28 mai 2021

République dominicaine : invisibles, non-reconnu.es et non protégé.es

La crise de Corona a durement touché l'Amérique latine et les Caraïbes. Les systèmes de santé se sont effondrés presque immédiatement, dû à une mauvaise gestion - comme au Brésil - ou à pas de gestion du tout, comme au Nicaragua. Certains gouvernements, comme au Guatemala, ont profiter de la crise pour renforcer la répression. D’autres pays, comme la République dominicaine ou le Pérou, s'en sortent un peu mieux que les autres. Mais dans toute la région, la fragilité, l'instabilité et l'inadéquation des systèmes de protection sociale sont devenues douloureusement évidentes. Une analyse de Gijs Justaert, membre du personnel du WSM, depuis la capitale Santo Domingo.

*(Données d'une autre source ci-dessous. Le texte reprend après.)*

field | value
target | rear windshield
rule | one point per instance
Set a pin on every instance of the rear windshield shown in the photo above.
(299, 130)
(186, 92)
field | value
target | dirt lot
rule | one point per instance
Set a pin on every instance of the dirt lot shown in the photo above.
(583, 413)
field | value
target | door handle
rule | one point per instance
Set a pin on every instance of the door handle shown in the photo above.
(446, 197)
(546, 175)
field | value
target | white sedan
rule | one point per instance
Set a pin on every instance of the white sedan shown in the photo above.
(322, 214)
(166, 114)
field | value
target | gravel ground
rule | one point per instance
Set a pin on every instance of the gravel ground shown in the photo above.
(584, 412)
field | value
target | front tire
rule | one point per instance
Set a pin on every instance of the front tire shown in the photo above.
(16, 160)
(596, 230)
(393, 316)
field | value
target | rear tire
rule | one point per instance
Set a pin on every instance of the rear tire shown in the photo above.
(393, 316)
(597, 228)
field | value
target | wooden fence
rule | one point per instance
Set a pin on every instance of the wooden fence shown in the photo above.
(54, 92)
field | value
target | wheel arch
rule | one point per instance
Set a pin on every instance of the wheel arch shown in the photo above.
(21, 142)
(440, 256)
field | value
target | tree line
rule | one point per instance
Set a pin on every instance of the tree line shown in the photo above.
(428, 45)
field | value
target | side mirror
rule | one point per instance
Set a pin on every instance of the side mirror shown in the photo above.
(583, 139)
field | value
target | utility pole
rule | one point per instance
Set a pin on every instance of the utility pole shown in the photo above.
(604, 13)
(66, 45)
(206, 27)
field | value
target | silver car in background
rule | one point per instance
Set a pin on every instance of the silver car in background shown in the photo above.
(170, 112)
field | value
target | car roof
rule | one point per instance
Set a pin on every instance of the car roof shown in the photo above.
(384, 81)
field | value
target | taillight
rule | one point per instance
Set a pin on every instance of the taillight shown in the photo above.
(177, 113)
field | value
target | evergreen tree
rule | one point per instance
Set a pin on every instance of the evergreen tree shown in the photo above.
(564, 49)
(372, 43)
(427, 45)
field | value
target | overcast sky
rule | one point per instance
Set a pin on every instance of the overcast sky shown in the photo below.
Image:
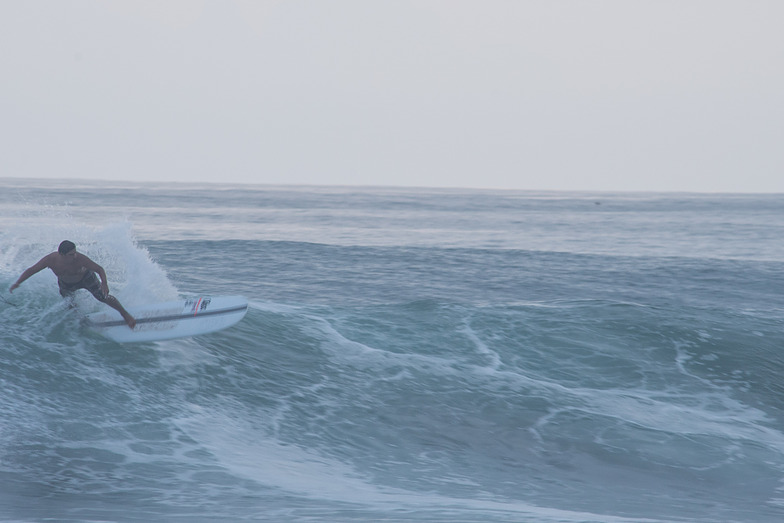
(656, 95)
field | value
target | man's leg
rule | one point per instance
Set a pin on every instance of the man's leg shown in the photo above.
(114, 303)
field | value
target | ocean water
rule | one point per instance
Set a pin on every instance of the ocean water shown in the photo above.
(408, 355)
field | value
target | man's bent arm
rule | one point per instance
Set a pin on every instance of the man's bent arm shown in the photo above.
(42, 264)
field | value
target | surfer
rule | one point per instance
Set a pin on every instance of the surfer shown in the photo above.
(75, 271)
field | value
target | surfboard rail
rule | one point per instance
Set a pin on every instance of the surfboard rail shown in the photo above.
(176, 319)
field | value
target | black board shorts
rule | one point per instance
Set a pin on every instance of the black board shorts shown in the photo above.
(89, 282)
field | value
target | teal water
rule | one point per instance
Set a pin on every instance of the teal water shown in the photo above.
(408, 355)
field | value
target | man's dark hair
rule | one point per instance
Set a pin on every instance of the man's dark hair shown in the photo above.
(66, 246)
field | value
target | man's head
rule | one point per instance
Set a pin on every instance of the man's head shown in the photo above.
(66, 247)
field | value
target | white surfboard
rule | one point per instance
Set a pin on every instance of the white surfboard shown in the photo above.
(175, 319)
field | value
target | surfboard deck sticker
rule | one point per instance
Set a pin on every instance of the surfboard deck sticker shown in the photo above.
(174, 319)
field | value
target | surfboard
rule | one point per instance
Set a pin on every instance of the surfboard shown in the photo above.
(174, 319)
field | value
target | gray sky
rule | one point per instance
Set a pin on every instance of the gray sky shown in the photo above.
(565, 95)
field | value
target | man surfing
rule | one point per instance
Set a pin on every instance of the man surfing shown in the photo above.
(76, 271)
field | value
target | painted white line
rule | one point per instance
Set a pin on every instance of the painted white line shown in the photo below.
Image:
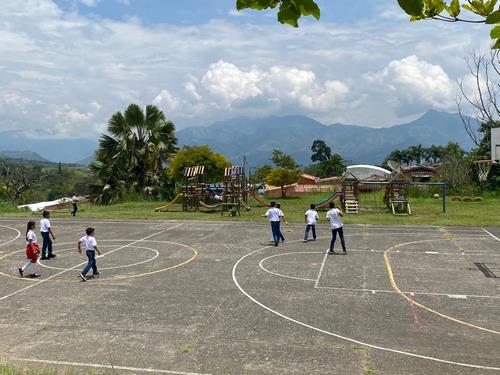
(80, 264)
(359, 342)
(95, 365)
(457, 296)
(411, 293)
(12, 240)
(321, 269)
(287, 276)
(491, 234)
(155, 252)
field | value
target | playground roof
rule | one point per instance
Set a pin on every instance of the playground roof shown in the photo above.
(363, 171)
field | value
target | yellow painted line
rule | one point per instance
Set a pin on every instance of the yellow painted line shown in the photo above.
(193, 257)
(394, 285)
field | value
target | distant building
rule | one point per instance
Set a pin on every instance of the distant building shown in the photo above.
(307, 184)
(418, 173)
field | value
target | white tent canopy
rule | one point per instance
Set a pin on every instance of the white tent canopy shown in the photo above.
(363, 171)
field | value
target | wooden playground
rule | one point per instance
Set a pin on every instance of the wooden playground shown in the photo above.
(233, 194)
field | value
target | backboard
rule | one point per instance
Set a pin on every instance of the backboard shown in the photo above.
(495, 144)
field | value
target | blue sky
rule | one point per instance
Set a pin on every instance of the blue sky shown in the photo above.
(199, 11)
(67, 65)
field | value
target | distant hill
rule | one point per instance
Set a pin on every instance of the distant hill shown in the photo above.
(54, 150)
(256, 138)
(22, 155)
(86, 161)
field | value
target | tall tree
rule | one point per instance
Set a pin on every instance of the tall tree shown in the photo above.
(482, 11)
(321, 151)
(134, 153)
(286, 172)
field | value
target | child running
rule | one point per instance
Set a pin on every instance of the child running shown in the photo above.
(274, 215)
(90, 249)
(46, 232)
(333, 216)
(32, 250)
(278, 206)
(310, 218)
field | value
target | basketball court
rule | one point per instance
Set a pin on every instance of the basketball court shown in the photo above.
(181, 297)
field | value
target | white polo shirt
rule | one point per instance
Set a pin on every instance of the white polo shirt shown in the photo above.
(44, 225)
(334, 216)
(312, 216)
(90, 242)
(274, 214)
(31, 236)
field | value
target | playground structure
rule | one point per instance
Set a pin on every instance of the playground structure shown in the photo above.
(374, 193)
(234, 195)
(397, 195)
(350, 197)
(193, 187)
(324, 203)
(260, 201)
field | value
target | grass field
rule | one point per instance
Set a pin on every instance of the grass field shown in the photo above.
(372, 211)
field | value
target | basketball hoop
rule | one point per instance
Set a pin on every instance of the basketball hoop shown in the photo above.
(484, 167)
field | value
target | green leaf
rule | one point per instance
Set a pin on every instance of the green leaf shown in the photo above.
(478, 7)
(289, 14)
(412, 7)
(454, 8)
(256, 4)
(495, 32)
(309, 8)
(490, 5)
(493, 17)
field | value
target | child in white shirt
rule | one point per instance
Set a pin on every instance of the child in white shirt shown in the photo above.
(310, 218)
(90, 249)
(333, 216)
(32, 250)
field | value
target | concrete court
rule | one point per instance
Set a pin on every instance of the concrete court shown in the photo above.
(185, 297)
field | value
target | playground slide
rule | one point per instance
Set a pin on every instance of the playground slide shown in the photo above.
(248, 208)
(257, 199)
(330, 198)
(157, 209)
(210, 206)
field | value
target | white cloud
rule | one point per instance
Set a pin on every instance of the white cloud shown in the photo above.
(166, 101)
(205, 72)
(89, 3)
(227, 81)
(412, 82)
(15, 100)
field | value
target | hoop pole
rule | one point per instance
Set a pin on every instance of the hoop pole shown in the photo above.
(444, 197)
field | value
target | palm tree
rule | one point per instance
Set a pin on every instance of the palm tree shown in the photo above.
(135, 152)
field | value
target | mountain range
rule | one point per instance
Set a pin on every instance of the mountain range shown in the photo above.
(256, 138)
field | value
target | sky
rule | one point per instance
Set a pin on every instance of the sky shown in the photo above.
(67, 65)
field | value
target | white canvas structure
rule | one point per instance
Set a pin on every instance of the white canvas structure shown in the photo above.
(363, 171)
(42, 205)
(495, 144)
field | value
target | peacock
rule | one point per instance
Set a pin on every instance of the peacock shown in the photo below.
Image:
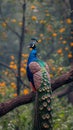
(39, 78)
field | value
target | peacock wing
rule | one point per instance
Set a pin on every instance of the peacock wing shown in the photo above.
(37, 75)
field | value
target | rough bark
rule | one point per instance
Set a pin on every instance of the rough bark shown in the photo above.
(20, 100)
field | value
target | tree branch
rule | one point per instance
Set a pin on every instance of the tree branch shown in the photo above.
(62, 80)
(20, 100)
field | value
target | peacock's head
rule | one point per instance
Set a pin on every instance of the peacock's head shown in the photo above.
(33, 42)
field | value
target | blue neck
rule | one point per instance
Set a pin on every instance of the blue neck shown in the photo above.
(32, 56)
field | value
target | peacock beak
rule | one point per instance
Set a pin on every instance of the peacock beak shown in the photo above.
(30, 49)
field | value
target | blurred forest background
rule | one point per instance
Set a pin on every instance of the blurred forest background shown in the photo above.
(51, 21)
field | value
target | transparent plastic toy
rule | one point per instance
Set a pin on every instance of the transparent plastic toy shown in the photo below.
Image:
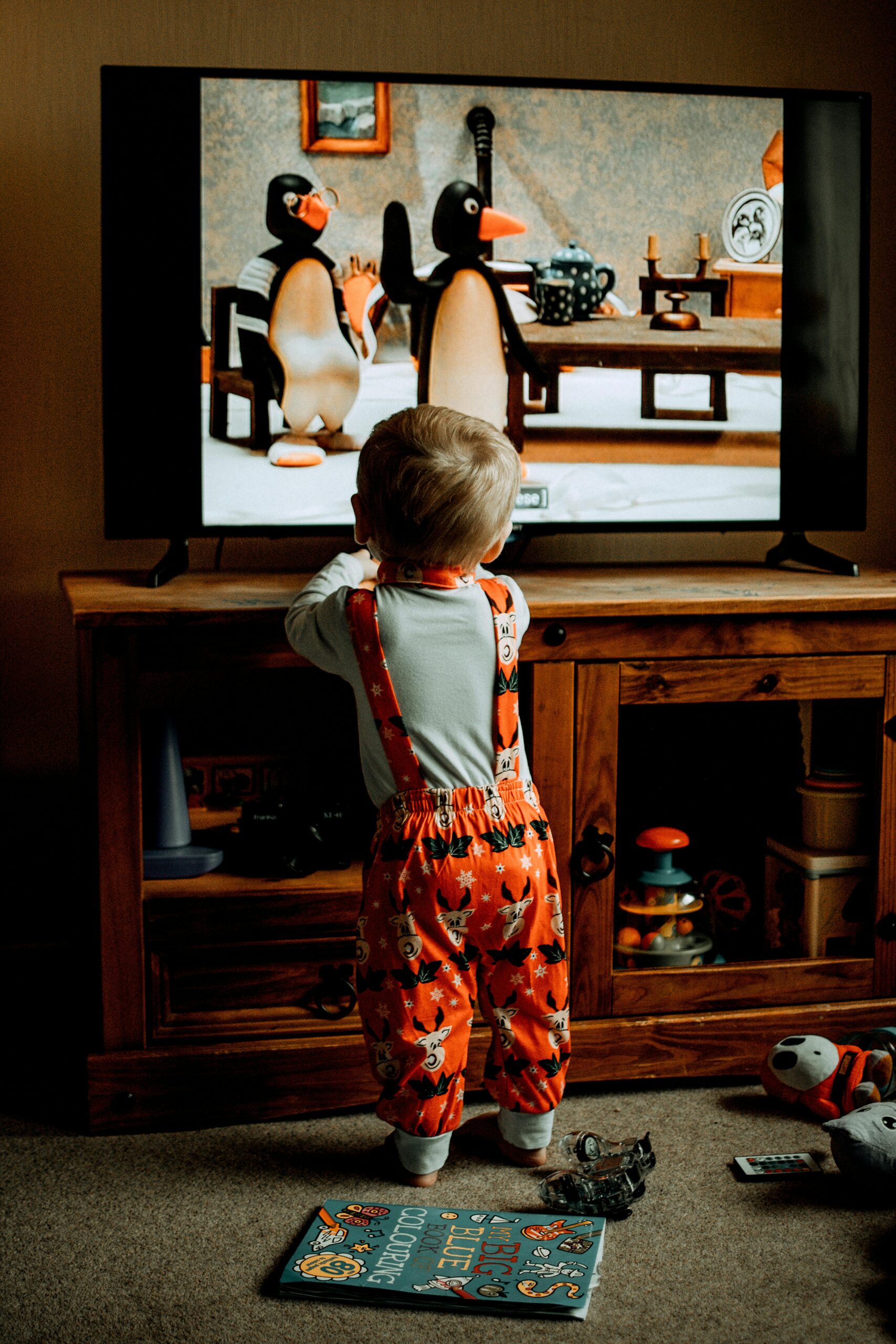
(586, 1147)
(606, 1184)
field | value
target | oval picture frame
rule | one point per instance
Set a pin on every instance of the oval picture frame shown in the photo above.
(751, 226)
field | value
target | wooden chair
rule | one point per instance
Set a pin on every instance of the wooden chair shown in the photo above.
(230, 382)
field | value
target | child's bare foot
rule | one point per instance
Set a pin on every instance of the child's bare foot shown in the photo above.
(399, 1172)
(483, 1132)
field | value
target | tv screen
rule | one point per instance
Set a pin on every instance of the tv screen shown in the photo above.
(612, 276)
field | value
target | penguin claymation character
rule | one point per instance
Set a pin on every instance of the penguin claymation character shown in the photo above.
(464, 307)
(293, 330)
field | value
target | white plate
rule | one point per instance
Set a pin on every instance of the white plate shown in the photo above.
(751, 225)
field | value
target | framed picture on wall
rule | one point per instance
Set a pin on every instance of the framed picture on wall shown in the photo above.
(345, 116)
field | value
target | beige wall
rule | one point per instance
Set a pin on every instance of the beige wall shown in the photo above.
(50, 433)
(599, 166)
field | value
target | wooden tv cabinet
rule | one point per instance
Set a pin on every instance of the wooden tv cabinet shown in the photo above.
(201, 983)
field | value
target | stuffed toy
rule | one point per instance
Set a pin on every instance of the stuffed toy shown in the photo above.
(829, 1079)
(864, 1143)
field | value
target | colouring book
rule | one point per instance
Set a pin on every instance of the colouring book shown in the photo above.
(448, 1258)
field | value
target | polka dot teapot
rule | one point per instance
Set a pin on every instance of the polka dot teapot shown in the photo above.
(592, 281)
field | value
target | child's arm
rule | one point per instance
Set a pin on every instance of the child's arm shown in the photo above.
(316, 624)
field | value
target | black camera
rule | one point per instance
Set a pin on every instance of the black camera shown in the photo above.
(287, 838)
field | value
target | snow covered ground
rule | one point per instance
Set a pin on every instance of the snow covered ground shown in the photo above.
(244, 490)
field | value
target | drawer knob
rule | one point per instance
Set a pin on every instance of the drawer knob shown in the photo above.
(887, 928)
(593, 858)
(333, 995)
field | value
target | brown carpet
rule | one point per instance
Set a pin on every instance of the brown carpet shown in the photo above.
(176, 1237)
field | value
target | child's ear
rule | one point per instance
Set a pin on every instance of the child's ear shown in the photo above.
(492, 554)
(362, 526)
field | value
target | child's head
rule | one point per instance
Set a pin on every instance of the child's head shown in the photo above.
(438, 487)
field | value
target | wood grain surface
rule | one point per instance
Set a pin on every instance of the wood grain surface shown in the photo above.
(119, 839)
(745, 985)
(730, 343)
(597, 738)
(551, 759)
(183, 1088)
(886, 947)
(553, 593)
(692, 682)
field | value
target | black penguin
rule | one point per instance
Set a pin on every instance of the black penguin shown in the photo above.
(464, 312)
(293, 330)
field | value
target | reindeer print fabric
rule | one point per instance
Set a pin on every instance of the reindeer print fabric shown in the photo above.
(461, 905)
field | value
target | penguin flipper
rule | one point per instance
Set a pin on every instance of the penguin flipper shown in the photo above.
(518, 346)
(397, 265)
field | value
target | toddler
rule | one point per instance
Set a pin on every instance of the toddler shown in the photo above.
(461, 896)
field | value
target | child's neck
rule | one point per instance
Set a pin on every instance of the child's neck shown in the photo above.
(425, 574)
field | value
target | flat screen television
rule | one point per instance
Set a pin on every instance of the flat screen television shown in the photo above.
(608, 272)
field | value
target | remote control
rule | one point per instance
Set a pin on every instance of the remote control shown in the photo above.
(775, 1166)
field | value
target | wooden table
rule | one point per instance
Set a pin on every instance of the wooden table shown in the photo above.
(202, 983)
(723, 344)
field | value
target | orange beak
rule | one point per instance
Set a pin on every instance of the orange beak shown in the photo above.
(312, 212)
(495, 224)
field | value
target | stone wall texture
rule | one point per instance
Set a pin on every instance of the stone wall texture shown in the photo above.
(602, 167)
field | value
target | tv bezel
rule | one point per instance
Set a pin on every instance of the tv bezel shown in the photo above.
(154, 481)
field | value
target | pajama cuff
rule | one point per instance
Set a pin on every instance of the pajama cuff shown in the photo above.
(419, 1153)
(524, 1129)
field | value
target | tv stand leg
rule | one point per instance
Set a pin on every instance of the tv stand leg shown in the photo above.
(793, 546)
(174, 562)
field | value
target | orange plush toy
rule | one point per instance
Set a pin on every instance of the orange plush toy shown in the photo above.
(827, 1078)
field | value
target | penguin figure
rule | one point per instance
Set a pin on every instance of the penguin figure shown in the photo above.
(465, 313)
(293, 330)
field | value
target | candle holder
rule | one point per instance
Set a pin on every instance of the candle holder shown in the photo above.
(656, 281)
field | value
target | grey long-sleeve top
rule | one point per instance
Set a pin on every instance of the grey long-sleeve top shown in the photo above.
(440, 648)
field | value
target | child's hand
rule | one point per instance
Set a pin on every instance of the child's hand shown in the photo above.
(371, 569)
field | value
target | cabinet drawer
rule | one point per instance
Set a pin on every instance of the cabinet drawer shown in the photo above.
(233, 991)
(249, 917)
(692, 680)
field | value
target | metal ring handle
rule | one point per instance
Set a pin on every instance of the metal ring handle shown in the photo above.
(336, 983)
(593, 859)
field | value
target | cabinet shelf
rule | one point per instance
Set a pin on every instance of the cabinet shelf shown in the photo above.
(340, 882)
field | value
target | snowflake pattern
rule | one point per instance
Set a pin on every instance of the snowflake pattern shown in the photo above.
(428, 970)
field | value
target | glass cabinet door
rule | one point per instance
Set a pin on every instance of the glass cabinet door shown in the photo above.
(750, 804)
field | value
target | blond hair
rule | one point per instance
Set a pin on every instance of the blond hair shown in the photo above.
(437, 486)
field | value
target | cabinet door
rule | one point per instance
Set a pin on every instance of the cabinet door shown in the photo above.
(597, 731)
(739, 719)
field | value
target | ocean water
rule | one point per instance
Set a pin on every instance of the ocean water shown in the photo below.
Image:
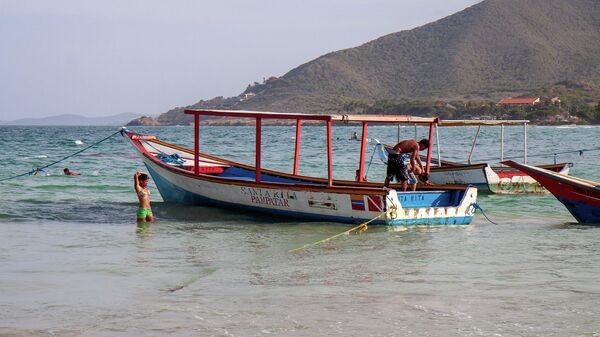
(74, 263)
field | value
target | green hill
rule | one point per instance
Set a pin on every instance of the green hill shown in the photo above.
(493, 49)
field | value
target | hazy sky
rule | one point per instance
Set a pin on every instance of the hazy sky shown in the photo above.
(103, 57)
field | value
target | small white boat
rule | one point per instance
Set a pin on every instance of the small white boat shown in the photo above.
(186, 176)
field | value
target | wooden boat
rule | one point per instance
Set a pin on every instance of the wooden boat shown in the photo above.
(194, 178)
(487, 178)
(581, 197)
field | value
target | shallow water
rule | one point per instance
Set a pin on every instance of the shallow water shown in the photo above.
(73, 263)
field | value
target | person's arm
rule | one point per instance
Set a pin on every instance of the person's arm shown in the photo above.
(419, 160)
(136, 182)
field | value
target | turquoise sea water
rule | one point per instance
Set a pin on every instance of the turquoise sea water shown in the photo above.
(73, 262)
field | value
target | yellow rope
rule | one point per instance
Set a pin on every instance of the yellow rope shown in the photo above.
(359, 229)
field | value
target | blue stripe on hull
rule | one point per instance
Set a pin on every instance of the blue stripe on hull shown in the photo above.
(584, 213)
(174, 194)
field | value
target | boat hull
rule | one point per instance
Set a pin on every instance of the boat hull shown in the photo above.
(580, 197)
(302, 203)
(308, 199)
(488, 179)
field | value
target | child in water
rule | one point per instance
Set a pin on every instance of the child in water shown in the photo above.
(140, 183)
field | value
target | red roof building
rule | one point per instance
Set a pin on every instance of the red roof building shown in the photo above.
(519, 101)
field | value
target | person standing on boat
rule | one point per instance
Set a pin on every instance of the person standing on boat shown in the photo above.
(140, 184)
(397, 167)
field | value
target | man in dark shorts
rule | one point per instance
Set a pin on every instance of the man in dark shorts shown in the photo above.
(398, 168)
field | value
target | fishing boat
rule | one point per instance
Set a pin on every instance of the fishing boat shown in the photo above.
(187, 176)
(581, 197)
(488, 179)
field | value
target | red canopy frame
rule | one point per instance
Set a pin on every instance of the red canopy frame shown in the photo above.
(328, 119)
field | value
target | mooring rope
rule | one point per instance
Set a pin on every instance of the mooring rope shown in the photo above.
(477, 207)
(359, 229)
(60, 160)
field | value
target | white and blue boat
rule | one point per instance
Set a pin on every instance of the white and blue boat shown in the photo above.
(187, 176)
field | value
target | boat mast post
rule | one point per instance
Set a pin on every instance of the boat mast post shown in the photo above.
(501, 144)
(473, 146)
(329, 154)
(525, 144)
(363, 148)
(196, 143)
(437, 138)
(431, 128)
(297, 152)
(257, 160)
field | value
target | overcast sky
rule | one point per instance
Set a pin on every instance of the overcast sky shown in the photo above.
(103, 57)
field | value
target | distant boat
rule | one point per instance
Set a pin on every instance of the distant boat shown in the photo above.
(581, 197)
(186, 176)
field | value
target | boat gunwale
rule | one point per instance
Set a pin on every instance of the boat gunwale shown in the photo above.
(570, 180)
(347, 187)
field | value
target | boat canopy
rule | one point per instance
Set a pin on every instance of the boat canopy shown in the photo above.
(299, 117)
(394, 119)
(489, 122)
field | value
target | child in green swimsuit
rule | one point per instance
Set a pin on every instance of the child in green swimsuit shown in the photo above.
(140, 183)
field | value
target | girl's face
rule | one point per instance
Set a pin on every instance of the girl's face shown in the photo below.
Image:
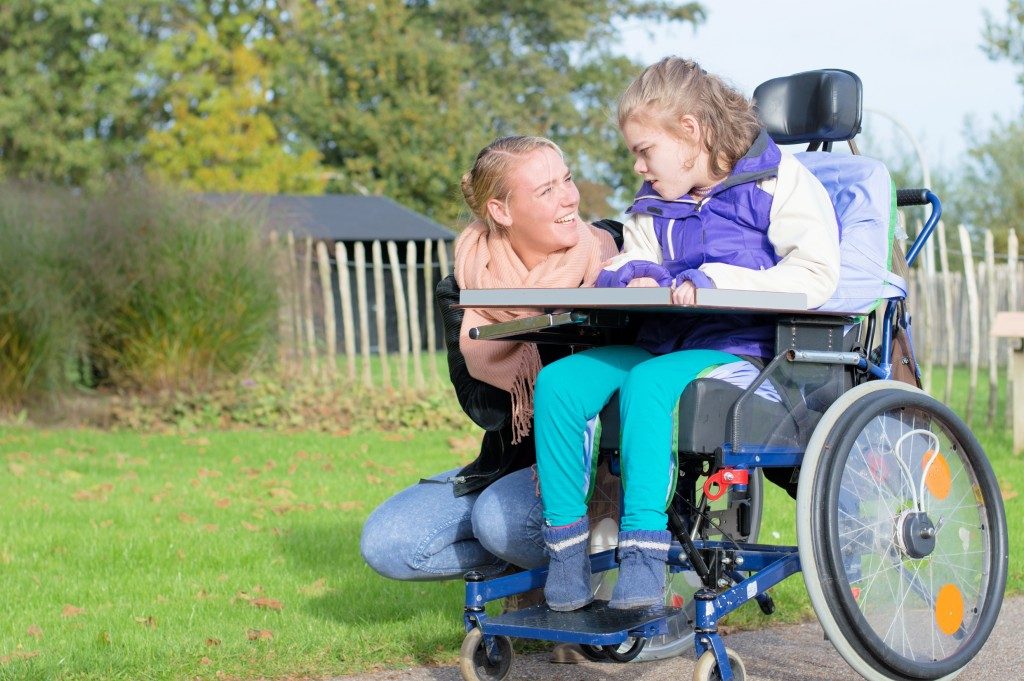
(673, 164)
(543, 207)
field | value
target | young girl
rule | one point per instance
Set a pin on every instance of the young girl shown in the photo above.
(720, 206)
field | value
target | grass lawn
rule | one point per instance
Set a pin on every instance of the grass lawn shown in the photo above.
(235, 554)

Pour un groupe croissant de migrant-e-s en Amérique latine, la crise du Covid-19 a été particulièrement dure. Avec ou sans la crise, la majorité d'entre eux appartiennent au groupe le plus vulnérable de la population: sans ou avec une très faible protection sociale, et surtout souvent sans statut, sans droits, sans reconnaissance. Pendant la crise et les différents lockdowns, la plupart d'entre eux sont soudainement devenu-es, ou ont dû devenir, invisibles. L'accès aux mesures de soutien liées au Covid-19 était rarement destiné aux migrant-es, notamment ceux dont le statut n'était pas déjà réglé. Mais alors même que la pandémie entre dans une nouvelle phase de vaccination, ces migrant-es sont oublié-es et hors de vue, au sens propre comme au sens figuré.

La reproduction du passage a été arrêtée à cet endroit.